ASUS P5V800-MX mainboard contains VIA Technologies VT8251 southbridge.  The interesting thing about VT8251 southbridge is that it actually supports AHCI for SATA devices.  That being said, VT8251 southbridge was rarely adopted by mainboard vendors for some reason (cost?).

Anyway, I installed two images of Lubuntu 18.04 LTS, 32-bit and 64-bit, respectively.  After setting up the OS, I compiled the Linux kernel from OpenChrome DRM repository.  I have to admit that Linux kernel compilation run runs about 6 to 7 times faster than HP 2133 mini-note.  I booted Lubuntu 18.04 LTS with OpenChrome DRM, but I discovered major issues with OpenChrome DRM code, especially on UniChrome Pro graphics.  I will write more about this in another post.

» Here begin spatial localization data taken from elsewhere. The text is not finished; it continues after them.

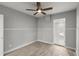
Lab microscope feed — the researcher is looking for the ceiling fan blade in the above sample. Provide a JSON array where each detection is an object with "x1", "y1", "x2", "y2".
[
  {"x1": 42, "y1": 7, "x2": 53, "y2": 11},
  {"x1": 41, "y1": 12, "x2": 46, "y2": 15},
  {"x1": 26, "y1": 9, "x2": 36, "y2": 11},
  {"x1": 33, "y1": 12, "x2": 38, "y2": 15},
  {"x1": 37, "y1": 2, "x2": 41, "y2": 9}
]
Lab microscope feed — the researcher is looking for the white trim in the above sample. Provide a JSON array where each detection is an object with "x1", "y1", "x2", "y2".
[
  {"x1": 65, "y1": 46, "x2": 76, "y2": 51},
  {"x1": 37, "y1": 40, "x2": 52, "y2": 44},
  {"x1": 53, "y1": 18, "x2": 66, "y2": 47},
  {"x1": 0, "y1": 15, "x2": 4, "y2": 56},
  {"x1": 37, "y1": 40, "x2": 76, "y2": 51},
  {"x1": 37, "y1": 40, "x2": 76, "y2": 49},
  {"x1": 4, "y1": 41, "x2": 36, "y2": 54}
]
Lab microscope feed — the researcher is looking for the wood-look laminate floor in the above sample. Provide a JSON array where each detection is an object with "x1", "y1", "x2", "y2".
[{"x1": 5, "y1": 41, "x2": 76, "y2": 56}]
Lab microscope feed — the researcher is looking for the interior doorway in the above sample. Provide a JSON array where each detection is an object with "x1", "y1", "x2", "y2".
[{"x1": 53, "y1": 18, "x2": 65, "y2": 46}]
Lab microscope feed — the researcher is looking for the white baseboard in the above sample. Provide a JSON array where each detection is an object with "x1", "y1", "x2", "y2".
[
  {"x1": 37, "y1": 40, "x2": 52, "y2": 44},
  {"x1": 4, "y1": 40, "x2": 36, "y2": 54},
  {"x1": 65, "y1": 46, "x2": 76, "y2": 51},
  {"x1": 37, "y1": 40, "x2": 76, "y2": 51}
]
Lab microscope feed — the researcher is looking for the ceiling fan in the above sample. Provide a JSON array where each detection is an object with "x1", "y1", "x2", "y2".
[{"x1": 26, "y1": 2, "x2": 53, "y2": 15}]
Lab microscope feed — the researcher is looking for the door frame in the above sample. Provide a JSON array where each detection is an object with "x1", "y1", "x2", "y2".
[
  {"x1": 53, "y1": 18, "x2": 66, "y2": 47},
  {"x1": 0, "y1": 14, "x2": 4, "y2": 56}
]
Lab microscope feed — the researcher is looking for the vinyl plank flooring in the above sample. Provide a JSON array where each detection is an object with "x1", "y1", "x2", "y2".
[{"x1": 5, "y1": 41, "x2": 76, "y2": 56}]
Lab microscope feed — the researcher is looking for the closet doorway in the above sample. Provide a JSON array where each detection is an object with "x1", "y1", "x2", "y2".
[{"x1": 53, "y1": 18, "x2": 65, "y2": 46}]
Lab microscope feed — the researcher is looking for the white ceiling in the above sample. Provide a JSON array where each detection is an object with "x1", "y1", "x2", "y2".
[{"x1": 0, "y1": 2, "x2": 79, "y2": 18}]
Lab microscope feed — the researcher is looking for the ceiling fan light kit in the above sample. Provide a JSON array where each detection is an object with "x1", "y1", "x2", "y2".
[
  {"x1": 37, "y1": 9, "x2": 41, "y2": 13},
  {"x1": 26, "y1": 2, "x2": 53, "y2": 15}
]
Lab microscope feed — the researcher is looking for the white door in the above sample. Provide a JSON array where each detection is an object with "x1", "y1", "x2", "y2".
[
  {"x1": 53, "y1": 18, "x2": 65, "y2": 46},
  {"x1": 0, "y1": 15, "x2": 3, "y2": 56}
]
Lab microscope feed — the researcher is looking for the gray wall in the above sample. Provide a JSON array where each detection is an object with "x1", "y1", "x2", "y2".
[
  {"x1": 0, "y1": 4, "x2": 76, "y2": 53},
  {"x1": 37, "y1": 16, "x2": 53, "y2": 43},
  {"x1": 38, "y1": 10, "x2": 76, "y2": 49},
  {"x1": 0, "y1": 5, "x2": 37, "y2": 52}
]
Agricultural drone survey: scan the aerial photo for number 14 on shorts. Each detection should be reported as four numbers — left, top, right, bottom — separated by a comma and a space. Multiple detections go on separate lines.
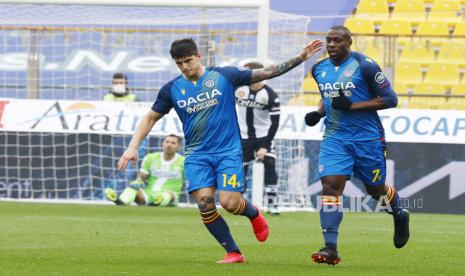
222, 174, 240, 188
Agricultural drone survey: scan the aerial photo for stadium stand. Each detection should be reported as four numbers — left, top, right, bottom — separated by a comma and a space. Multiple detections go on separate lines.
354, 0, 390, 23
428, 0, 462, 25
390, 0, 426, 24
297, 0, 465, 110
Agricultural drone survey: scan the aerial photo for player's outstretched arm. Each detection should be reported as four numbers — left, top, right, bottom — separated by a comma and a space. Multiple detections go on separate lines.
250, 40, 323, 84
117, 110, 163, 171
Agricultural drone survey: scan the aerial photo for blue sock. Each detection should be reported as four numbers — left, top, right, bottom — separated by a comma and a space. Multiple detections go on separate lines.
201, 208, 240, 253
233, 198, 259, 220
386, 185, 402, 216
320, 195, 343, 248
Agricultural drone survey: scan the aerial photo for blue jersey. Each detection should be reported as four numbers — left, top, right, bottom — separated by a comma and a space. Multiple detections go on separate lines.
152, 66, 252, 156
312, 51, 396, 141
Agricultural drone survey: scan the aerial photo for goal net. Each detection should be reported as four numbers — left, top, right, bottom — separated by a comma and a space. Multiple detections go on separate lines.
0, 1, 313, 209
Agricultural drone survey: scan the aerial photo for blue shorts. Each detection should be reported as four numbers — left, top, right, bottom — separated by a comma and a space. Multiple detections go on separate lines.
184, 154, 246, 193
318, 138, 386, 186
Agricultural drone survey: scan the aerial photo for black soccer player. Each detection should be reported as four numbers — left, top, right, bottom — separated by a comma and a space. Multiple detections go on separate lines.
305, 26, 410, 265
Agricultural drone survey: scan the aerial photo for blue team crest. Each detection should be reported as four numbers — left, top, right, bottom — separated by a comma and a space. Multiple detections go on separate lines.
205, 79, 215, 88
321, 72, 326, 78
344, 69, 353, 77
181, 89, 186, 95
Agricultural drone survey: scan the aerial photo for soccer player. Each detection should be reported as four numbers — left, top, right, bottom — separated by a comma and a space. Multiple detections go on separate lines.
117, 38, 323, 263
305, 26, 410, 265
235, 61, 281, 215
105, 134, 184, 207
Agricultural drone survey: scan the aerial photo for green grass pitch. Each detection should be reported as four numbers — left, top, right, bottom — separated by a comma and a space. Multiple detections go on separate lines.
1, 201, 464, 275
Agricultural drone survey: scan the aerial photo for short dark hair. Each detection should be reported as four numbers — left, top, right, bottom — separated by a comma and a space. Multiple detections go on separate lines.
329, 25, 352, 40
169, 38, 199, 59
112, 72, 128, 81
166, 134, 181, 144
244, 61, 264, 70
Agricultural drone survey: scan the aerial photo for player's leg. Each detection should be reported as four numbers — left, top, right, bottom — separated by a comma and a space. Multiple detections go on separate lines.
312, 138, 353, 265
105, 180, 145, 205
147, 190, 177, 207
186, 155, 244, 263
263, 153, 279, 215
354, 140, 410, 248
193, 187, 245, 264
216, 154, 269, 243
241, 139, 255, 183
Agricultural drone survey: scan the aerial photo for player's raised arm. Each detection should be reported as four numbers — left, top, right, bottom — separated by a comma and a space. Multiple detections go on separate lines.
117, 110, 163, 171
250, 40, 323, 84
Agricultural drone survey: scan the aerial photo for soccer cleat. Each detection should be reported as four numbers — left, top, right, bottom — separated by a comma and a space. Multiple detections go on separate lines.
251, 211, 269, 242
216, 252, 246, 264
267, 206, 280, 216
311, 246, 341, 265
104, 188, 117, 202
394, 209, 410, 248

Received ADATA Ultimate SU800 SSD replacements back

On Thursday, I received the ADATA Ultimate SU800 SSD replacements in the mailbox.  ADATA gave me brand new units, and neither units have markings indicating that they were “refurbished” (hard drive manufacturers usually ship back a “refurbished” unit marked on the unit label).  Since I purchased earlier lot of Ultimate SU800 in late 2016, the box and unit label designs have changed with the newer lot.  There is a little bit of cost cutting going on like the summary of warranty information written on the back of the Box or not coming with a plastic spacer, but these are not that important to me.

I have not played around with the unit’s yet, but I must say that ADATA honored the warranty without any issues despite the fact that one of the unit’s (256 GB model) “warranty avoid if removed” sticker was damaged by the previous owner.  All I can say is that I am happy with ADATA regarding their RMA handling.

Getting back warranty replacements for my two ADATA Ultimate SU800 SSDs

I discussed my troubles with ADATA Ultimate SU800 SSD several times last year (here, here, and here), but I finally went ahead to send back the items.  I just got a notice from ADATA that I am getting the replacements back from them.  We will see if I get both of them warrant replaced since one of them (256 GB model) happened to be an open box item with the “warranty void if removed” sticker damaged by the previous purchaser (thanks Fry’s Electronics).  They will arrive in the next 2 to 3 business days.